FUX: ‘há um clima artificial de solidariedade’ por Aécio

O ministro do Supremo Tribunal Federal (STF) Luiz Fux criticou o “clima artificial de solidariedade e comiseração” que, segundo ele, foi criado em torno do senador Aécio Neves (PSBD-MG). Em entrevista à Rádio CBN nesta quinta-feira, Fux comentou que o senador já havia sido afastado anteriormente do mandato, mas que só agora surgiram manifestações de revolta contra a decisão do STF.
“Esta situação já existiu antes. Ele (Aécio) já havia sido afastado de suas funções e não houve essa irresignação, esse clima artificial de solidariedade e comiseração ” disse o ministro.

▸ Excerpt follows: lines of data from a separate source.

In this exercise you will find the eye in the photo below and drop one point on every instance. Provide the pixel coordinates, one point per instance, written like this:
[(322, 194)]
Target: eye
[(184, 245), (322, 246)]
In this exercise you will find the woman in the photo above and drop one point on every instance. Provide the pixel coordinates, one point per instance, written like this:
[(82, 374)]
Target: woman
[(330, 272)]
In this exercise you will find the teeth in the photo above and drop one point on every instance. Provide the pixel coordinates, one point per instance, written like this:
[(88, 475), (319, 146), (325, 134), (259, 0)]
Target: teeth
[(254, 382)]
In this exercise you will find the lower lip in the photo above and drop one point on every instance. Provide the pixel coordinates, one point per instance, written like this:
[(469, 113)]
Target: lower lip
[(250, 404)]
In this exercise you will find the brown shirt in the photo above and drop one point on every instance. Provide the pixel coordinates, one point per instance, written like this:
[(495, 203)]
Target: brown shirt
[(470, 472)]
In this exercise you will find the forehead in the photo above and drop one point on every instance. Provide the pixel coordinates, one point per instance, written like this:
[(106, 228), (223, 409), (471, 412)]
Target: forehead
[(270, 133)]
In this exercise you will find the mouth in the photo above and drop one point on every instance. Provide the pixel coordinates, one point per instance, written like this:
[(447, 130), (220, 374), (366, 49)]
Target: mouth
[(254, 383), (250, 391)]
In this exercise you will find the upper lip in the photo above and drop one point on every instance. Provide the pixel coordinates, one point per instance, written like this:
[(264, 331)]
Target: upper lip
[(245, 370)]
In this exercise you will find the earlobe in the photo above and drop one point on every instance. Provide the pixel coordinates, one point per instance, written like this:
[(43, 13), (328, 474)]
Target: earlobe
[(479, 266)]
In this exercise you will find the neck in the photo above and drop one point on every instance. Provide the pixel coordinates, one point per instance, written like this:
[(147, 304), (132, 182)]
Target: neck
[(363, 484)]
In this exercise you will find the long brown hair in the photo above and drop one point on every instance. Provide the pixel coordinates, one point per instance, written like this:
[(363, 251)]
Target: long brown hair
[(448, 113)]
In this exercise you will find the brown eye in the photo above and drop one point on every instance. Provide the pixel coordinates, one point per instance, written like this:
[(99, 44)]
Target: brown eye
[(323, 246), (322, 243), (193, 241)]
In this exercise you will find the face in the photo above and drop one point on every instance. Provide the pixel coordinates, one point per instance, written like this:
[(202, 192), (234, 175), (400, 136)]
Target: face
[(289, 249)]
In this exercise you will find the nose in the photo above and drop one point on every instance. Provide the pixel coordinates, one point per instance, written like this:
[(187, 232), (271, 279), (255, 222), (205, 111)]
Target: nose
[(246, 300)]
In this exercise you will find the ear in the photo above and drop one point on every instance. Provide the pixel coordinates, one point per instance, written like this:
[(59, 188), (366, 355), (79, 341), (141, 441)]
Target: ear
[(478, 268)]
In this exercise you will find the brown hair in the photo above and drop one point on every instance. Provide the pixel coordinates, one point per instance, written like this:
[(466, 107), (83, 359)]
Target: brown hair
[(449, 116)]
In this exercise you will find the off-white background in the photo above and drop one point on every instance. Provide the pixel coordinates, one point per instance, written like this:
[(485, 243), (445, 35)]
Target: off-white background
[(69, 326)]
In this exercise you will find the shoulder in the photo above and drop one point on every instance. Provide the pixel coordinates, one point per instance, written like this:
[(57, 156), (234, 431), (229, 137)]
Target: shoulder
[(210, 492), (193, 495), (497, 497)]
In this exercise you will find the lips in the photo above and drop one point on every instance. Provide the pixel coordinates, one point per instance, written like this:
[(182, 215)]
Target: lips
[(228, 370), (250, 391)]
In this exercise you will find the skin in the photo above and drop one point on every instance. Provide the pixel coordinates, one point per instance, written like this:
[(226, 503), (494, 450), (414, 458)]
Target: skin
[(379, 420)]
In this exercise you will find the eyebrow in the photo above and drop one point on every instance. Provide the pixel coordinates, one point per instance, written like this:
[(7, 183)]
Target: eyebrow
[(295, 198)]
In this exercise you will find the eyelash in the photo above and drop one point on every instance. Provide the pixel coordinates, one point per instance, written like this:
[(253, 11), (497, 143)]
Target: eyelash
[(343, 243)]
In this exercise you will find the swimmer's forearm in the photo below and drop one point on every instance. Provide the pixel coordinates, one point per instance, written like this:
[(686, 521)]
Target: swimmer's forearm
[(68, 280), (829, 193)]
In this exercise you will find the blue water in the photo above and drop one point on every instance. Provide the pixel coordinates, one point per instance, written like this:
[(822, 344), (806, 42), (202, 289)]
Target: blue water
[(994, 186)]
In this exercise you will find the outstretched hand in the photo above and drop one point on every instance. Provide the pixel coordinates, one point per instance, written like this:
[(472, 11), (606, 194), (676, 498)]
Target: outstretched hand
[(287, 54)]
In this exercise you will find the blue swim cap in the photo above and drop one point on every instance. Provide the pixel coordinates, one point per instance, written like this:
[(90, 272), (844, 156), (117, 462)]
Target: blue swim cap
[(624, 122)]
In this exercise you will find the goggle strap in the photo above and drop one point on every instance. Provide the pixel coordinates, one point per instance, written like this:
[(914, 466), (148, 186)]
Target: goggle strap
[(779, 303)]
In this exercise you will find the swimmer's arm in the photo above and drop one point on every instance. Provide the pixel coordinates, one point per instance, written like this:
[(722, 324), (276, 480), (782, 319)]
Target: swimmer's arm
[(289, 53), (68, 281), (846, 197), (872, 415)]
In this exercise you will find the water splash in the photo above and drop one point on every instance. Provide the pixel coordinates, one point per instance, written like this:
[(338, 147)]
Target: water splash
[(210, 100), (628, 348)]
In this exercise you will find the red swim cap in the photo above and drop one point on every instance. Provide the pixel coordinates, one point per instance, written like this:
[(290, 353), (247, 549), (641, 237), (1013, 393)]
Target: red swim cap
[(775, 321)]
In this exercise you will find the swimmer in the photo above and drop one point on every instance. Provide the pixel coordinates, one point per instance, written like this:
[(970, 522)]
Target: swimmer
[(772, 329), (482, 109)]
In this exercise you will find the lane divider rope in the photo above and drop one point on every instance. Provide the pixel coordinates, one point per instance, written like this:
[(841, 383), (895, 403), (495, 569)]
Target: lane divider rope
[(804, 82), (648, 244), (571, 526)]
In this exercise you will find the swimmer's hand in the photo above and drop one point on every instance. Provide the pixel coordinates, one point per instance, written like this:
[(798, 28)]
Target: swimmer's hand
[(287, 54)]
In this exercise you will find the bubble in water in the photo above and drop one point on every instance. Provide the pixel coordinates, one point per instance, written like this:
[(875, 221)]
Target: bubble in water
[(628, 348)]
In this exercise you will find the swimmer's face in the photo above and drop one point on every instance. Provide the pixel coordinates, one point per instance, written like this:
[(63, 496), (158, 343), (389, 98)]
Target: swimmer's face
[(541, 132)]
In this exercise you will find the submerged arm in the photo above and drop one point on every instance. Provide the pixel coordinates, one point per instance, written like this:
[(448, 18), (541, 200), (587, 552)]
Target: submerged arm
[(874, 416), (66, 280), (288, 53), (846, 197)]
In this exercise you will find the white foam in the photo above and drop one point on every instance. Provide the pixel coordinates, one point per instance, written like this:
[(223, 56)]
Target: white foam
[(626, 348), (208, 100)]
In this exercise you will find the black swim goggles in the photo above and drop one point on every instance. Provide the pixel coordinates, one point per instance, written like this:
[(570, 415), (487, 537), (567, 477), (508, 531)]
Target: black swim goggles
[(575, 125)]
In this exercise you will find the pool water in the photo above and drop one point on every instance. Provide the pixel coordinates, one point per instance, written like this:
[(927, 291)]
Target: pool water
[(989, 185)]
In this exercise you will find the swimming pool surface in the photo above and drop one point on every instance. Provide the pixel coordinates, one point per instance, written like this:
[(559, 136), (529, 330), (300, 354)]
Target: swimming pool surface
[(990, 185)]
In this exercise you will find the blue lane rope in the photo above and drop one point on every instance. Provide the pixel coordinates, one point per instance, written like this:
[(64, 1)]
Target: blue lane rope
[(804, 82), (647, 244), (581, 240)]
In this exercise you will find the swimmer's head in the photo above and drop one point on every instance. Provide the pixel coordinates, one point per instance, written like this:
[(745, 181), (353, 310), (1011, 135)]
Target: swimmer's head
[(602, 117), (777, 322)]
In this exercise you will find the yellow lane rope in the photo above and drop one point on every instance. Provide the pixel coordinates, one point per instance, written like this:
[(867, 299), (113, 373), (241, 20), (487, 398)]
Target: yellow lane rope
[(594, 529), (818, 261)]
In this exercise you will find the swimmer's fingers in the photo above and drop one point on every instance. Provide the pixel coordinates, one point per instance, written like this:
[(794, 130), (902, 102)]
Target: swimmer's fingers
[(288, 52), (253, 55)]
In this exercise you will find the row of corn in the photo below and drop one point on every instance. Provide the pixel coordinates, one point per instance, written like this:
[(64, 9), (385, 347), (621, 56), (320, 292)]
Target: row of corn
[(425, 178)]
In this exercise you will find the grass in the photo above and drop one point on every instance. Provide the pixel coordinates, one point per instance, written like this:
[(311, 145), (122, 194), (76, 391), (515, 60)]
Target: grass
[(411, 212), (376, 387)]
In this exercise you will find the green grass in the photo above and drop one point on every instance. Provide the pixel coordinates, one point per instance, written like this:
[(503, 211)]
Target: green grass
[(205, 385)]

Na última terça-feira, a Primeira Turma do STF, da qual o ministro Fux faz parte, determinou a suspensão do mandato do senador mineiro, bem como o recolhimento domiciliar noturno do parlamentar, a pedido da Procuradoria-Geral da República (PGR).
Fux votou pelo afastamento de Aécio. Ele justificou seu voto com base no princípio da isonomia.
— Entendemos, naquela oportunidade do julgamento, que não seria isonômico que todos aqueles que seguiram as ordens do senador estivessem cumprindo medidas restritivas e ele, que figurava, pelo menos no início, como mandante daqueles atos, não sofresse nenhuma medida de restrição.
O ministro também comentou as críticas de Gilmar Mendes, seu colega de Corte. Mendes havia dito que os colegas estavam tendo um “comportamento suspeito” e que o “populismo constitucional” deve ser evitado.
“Essa decisão (de suspender o mandato de Aécio) é originária da Segunda Turma, da qual Gilmar faz parte.”
Fux apontou que existem elementos que sustentam a decisão do STF.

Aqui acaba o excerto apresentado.